Lottiedoubtie · 11/01/2014 13:12

Very defensive Lottiedoubtie. Taken a lot of stick IRL for your massive wedding?

Absolutely not! It was years ago now, but many of my friends have had similarly expensive weddings, both before and since.

I say 'massive' because in comparison to the 'we did it all for less than £400 quid because we love each other so much more brigade' it was, but it wasn't ridiculously overdone either (in my opinion obv.)

150 guests, plus another 20 or so, wedding list at John Lewis, church, cars, exclusive use of smart wedding venue, 4 bridesmaids, flowers etc... Total bill about 30k

It genuinely is only on Mumsnet that I come into contact with this attitude.

I realise that to have that wedding means I'm very privileged, and lucky. It doesn't however, mean that I'm shallow and unable to build a loving and lasting marriage with my husband.

Offred · 11/01/2014 13:14

And, contrary to popular belief, it is not particularly easy to divorce.

Unless your split is particularly acrimonious and you want to cite adultery or unreasonable behaviour you have to wait for years to divorce.

Mintyy · 11/01/2014 13:14

I agree with him as it happens. But then I hate all sorts of showy extravagance.

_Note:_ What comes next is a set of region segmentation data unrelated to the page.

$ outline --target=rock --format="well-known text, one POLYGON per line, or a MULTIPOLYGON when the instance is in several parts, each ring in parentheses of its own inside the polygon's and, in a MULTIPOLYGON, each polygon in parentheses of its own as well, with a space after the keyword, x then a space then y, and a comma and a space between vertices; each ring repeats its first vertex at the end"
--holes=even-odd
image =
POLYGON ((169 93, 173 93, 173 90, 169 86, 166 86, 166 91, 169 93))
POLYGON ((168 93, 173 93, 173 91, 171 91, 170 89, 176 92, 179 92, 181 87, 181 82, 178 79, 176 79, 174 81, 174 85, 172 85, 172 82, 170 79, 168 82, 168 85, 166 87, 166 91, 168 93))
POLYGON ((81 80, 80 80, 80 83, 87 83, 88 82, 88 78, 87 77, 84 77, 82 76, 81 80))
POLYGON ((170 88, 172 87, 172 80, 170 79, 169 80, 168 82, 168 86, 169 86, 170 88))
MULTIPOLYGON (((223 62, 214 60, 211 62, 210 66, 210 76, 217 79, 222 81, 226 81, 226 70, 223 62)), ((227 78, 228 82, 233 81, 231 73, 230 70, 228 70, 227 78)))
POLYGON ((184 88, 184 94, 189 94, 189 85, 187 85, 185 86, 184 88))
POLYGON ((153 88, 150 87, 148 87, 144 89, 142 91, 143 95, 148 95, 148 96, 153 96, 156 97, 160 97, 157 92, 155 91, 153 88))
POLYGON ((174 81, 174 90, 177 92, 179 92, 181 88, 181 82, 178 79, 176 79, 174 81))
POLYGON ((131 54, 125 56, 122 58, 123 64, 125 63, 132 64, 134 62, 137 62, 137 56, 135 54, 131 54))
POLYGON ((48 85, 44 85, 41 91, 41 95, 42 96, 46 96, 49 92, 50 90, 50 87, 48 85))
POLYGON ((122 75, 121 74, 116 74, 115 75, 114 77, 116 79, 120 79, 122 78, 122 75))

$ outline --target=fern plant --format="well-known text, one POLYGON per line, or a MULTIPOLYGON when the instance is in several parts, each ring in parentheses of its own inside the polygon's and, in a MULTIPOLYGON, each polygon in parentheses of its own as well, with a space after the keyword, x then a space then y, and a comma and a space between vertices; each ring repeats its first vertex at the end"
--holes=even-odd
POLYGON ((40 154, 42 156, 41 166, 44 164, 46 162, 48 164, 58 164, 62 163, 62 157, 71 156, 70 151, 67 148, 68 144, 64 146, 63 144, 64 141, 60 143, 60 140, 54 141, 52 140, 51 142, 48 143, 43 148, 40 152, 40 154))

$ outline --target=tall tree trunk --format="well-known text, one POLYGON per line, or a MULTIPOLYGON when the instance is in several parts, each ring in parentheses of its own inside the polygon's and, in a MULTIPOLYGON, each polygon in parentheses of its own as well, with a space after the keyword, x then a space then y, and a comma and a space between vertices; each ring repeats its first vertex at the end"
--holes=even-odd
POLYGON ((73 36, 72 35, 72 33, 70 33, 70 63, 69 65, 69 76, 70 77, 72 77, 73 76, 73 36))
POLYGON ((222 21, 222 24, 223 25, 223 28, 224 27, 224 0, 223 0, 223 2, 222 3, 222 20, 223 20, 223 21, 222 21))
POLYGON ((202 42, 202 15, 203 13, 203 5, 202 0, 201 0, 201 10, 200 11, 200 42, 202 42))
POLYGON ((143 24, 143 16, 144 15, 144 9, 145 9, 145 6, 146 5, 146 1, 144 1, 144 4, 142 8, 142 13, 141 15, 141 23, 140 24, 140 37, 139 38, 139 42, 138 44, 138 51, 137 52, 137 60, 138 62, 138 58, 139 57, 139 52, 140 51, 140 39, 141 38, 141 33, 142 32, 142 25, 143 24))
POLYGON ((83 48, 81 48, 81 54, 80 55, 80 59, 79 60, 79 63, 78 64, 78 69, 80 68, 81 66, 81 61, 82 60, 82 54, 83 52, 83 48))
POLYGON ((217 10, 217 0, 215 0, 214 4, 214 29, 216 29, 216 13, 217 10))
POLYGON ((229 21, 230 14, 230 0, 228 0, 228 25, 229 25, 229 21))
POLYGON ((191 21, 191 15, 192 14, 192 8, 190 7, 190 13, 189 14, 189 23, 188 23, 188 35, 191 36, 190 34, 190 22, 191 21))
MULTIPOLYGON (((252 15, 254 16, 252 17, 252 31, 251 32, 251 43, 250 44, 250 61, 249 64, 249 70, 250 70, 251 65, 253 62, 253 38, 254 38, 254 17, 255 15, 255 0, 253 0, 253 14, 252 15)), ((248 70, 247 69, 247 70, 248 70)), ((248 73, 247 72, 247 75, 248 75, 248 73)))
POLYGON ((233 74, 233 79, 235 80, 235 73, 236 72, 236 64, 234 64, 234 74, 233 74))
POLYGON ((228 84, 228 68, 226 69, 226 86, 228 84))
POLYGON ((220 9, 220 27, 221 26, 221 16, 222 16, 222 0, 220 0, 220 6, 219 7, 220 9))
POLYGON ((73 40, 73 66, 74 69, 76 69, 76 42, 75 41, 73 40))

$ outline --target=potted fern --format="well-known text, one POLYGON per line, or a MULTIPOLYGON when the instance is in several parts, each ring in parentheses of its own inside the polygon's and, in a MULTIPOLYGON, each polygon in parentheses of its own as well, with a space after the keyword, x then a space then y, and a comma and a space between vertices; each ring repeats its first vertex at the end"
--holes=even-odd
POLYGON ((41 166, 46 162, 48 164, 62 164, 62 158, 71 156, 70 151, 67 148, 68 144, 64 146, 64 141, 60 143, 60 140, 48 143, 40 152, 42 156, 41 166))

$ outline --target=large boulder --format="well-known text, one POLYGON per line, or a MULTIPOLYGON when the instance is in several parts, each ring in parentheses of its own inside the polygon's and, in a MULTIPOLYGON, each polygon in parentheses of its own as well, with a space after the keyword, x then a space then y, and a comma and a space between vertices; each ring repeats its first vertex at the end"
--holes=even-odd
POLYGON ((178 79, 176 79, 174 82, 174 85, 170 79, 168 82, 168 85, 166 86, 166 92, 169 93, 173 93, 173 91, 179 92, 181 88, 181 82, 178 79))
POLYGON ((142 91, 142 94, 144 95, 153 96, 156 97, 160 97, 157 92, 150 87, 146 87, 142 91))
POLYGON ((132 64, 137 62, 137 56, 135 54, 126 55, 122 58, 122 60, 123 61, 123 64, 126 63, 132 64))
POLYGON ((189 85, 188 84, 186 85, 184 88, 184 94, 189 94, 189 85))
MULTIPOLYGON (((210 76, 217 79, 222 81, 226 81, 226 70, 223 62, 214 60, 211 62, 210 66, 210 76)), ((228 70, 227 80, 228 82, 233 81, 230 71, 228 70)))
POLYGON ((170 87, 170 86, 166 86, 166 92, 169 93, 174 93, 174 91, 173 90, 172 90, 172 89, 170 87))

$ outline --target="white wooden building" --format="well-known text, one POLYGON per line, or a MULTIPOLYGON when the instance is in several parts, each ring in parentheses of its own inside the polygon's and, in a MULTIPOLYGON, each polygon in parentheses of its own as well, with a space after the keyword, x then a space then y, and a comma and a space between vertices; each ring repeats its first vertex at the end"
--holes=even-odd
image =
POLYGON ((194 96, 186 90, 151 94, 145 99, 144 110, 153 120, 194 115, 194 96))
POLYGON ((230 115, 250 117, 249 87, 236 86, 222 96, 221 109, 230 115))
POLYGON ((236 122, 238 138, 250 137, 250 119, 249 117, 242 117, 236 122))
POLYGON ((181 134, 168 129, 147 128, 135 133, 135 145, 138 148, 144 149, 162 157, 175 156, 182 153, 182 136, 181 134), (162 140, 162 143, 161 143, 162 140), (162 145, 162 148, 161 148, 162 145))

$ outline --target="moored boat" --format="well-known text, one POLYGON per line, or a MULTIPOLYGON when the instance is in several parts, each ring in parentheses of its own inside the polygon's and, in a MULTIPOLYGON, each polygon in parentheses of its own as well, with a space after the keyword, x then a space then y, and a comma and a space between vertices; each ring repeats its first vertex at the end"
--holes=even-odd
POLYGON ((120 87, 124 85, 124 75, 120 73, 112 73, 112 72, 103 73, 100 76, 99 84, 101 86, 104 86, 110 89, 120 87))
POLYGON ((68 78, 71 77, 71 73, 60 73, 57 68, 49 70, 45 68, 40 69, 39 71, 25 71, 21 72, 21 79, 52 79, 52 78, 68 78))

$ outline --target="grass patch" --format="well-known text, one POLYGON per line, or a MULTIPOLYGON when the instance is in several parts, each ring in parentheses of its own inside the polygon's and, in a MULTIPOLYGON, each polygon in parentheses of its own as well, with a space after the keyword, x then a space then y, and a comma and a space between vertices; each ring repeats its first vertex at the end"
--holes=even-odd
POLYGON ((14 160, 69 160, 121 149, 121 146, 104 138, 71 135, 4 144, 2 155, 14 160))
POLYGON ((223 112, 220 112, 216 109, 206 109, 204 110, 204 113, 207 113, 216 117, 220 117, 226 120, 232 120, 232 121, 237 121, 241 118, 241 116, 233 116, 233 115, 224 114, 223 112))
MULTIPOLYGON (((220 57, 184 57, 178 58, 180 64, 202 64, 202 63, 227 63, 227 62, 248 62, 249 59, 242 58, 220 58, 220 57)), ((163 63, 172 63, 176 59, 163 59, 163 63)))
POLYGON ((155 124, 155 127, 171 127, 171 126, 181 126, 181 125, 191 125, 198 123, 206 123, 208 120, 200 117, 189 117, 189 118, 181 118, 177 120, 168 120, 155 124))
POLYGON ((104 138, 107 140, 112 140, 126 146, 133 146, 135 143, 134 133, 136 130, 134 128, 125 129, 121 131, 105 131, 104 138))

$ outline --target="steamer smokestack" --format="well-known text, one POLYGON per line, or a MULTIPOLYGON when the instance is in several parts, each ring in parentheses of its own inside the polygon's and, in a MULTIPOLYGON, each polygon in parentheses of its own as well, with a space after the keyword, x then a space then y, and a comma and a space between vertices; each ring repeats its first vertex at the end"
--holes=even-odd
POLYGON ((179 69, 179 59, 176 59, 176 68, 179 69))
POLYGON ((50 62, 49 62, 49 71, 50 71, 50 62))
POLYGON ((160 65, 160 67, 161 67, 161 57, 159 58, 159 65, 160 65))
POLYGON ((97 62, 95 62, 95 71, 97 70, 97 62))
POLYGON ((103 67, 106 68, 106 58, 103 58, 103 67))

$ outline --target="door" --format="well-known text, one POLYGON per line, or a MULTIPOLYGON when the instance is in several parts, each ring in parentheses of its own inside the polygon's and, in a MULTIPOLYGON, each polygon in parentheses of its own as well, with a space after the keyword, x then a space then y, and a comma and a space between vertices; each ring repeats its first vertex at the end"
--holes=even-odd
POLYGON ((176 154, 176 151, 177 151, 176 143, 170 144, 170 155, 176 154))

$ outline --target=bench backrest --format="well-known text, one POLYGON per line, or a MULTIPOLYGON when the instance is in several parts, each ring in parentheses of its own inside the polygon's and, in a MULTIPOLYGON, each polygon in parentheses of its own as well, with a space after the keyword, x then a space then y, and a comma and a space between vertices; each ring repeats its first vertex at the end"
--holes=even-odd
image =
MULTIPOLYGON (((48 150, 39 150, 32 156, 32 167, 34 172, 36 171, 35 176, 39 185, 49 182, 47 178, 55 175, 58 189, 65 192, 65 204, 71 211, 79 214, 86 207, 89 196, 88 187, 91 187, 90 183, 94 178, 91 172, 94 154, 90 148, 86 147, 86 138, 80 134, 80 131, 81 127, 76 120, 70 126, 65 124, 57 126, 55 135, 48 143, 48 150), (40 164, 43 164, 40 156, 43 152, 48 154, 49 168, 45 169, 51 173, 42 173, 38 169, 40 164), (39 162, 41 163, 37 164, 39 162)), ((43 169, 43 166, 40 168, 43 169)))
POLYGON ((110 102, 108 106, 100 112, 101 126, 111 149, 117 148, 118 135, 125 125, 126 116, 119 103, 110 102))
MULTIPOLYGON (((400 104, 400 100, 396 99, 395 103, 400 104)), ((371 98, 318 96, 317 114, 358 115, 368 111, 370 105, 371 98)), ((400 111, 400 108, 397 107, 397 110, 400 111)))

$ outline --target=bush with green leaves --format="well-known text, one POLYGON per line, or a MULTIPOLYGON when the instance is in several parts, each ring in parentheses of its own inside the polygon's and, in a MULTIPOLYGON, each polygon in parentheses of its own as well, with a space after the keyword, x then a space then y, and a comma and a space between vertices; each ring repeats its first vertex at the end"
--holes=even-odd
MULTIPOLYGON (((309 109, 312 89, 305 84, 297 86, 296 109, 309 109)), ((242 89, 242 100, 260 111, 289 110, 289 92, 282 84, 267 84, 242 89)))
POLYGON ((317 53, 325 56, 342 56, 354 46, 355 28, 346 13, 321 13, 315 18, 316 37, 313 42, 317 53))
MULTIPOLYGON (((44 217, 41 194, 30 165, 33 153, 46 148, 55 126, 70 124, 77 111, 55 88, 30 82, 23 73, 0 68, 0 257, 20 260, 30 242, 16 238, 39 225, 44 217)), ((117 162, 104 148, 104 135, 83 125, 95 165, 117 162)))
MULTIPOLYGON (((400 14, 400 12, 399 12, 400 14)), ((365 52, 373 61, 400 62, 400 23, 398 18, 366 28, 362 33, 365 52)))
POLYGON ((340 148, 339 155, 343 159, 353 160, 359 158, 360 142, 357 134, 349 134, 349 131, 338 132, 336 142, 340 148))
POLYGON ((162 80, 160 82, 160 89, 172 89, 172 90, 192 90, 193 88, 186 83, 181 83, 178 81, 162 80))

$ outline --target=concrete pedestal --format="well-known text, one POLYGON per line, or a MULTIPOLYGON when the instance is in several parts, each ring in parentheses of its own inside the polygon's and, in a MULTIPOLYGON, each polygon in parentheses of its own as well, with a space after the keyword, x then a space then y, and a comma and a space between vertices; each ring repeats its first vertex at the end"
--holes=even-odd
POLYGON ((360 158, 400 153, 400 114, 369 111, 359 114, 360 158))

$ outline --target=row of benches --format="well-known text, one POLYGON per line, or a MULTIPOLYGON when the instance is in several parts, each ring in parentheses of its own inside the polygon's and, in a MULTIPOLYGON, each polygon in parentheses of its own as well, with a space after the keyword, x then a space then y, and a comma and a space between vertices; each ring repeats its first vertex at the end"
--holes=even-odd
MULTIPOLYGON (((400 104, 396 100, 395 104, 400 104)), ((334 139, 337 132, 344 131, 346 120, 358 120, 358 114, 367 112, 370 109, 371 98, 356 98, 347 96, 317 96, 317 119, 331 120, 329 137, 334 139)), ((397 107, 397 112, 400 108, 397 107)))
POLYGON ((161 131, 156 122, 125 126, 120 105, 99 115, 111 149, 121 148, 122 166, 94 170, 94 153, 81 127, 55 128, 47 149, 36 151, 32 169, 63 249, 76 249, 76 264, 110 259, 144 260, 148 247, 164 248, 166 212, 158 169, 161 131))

Iloveonionchutney · 11/01/2014 13:19

Like Lottie I had a big wedding, not overly extravagant by many standards but we were lucky not to need to go into debt and having had money specifically for this without taking away from our normal lives. I don't think the size or cost of a wedding is the issue, if it's within that couples means, if your going to be in serious debt then obviously it's a problem and will put a strain on the marriage before it starts, but every couple is different, I don't think it's as black and white as the more you spend on the wedding the worse your marriage will be!

Thumbwitch · 11/01/2014 13:24

I think he has a point where some people are concerned - the ones whose main focus is "The Wedding" and how perfect it should be, perhaps the ones who have been creating their "Perfect Wedding" folder since they were small children (usually girls, let's face it). For those people, the actual event can be more important than anything else, including the "rightness" of the groom! And these weddings frequently cost an arm and a leg, which if you have to go into debt for it, is a really bad starting place for a marriage, IMO.

But I don't think that these people are the majority at all.

annieorangutan · 11/01/2014 13:33

Its very easy not to be like that offered if you set out what you want from the start. Nobody has to stop work or go part time after children if they dont want to and no one has to be a doormat in this day and age.

Bunbaker · 11/01/2014 14:55

Wow offred you come across as rather bitter. Why?

Lottie You say that £30,000 isn't extravagant Shock. We must move in very different circles.

I think people are entitled to spend whatever they want on a wedding, but I don't understand why some people end up incurring so much debt for just one day.